Hier sollte auch die Kritik an den bisherigen vorschlagsorientierten Bürgerhaushalten ansetzen, nämlich der immer noch unzureichenden Ankoppelung an die politisch-administrativen Prozesse, also an die Verfahren, wo die Macht liegt. Gerade in der Rechenschaftsphase zeigt sich doch in einigen Kommunen, wie wenig noch die Beratungs- und Entscheidungskulturen - einschließlich der verwaltungsbezogenen Verarbeitungsprozesse - darauf eingestellt sind, Bürgerwissen und -vorschläge zu berücksichtigen.
Quartiersbezogene Budgets laufen aber noch vielmehr in Gefahr, von den eigentlichen Steuerungshebeln der Macht entkoppelt zu werden, indem man (ich bin böse:) Spielgelder verteilt und eine parallele Bürgerhaushaltswelten aufbaut.

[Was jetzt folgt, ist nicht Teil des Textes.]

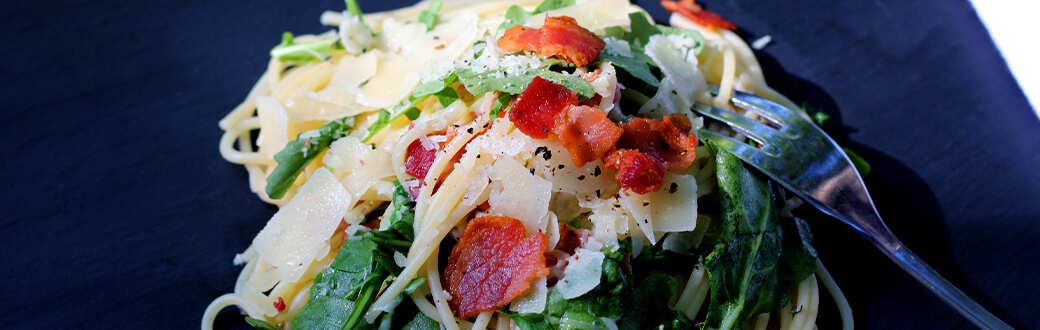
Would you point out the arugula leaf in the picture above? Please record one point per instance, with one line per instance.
(478, 83)
(386, 118)
(300, 152)
(861, 166)
(429, 17)
(743, 268)
(501, 101)
(259, 324)
(303, 52)
(343, 293)
(637, 68)
(353, 7)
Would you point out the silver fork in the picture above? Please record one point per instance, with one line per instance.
(805, 160)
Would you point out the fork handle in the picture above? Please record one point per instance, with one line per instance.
(935, 282)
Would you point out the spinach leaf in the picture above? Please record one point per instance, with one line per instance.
(429, 17)
(259, 324)
(798, 259)
(477, 83)
(300, 152)
(303, 52)
(743, 268)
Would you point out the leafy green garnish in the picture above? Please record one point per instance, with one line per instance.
(353, 7)
(429, 17)
(861, 166)
(517, 16)
(259, 324)
(743, 268)
(300, 152)
(343, 293)
(478, 83)
(303, 52)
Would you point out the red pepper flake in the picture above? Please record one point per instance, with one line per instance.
(560, 36)
(492, 264)
(697, 14)
(280, 305)
(638, 172)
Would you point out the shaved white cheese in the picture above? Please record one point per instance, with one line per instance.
(533, 301)
(582, 273)
(274, 125)
(671, 208)
(294, 235)
(516, 193)
(593, 15)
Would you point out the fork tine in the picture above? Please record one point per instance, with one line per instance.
(744, 151)
(770, 137)
(774, 111)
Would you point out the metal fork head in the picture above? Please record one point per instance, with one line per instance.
(790, 150)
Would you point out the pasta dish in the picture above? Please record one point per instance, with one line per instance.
(513, 165)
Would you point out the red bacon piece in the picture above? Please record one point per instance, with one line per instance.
(697, 14)
(665, 140)
(535, 110)
(492, 264)
(587, 133)
(419, 159)
(638, 172)
(560, 36)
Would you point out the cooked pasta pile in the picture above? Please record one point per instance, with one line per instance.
(400, 137)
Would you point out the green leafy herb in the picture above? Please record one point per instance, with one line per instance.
(353, 7)
(303, 52)
(861, 166)
(259, 324)
(743, 268)
(300, 152)
(484, 82)
(501, 101)
(798, 259)
(429, 17)
(343, 293)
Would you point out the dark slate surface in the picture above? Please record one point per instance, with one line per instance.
(119, 211)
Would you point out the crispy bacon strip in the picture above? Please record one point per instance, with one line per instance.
(560, 36)
(492, 264)
(697, 14)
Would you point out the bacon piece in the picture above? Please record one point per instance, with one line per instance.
(492, 264)
(697, 14)
(663, 140)
(535, 110)
(587, 133)
(419, 159)
(560, 36)
(638, 172)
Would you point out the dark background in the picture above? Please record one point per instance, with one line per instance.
(119, 211)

Die übrigens auch noch zeigen müssen, ob sie wirklich eine Beteiligung "von unten" und vieler in den Quartieren erreichen und die Frage beantworten müssen, wie eigentlich - wenn es die durch Wahlen legitimierte Politik nicht tut - nach welchen legitimen Mitteln die (wenn auch nur geringen Beträge) verteilt werden sollen und wer die Verantwortung dafür übernehmen wird. Am Ende doch die Politik?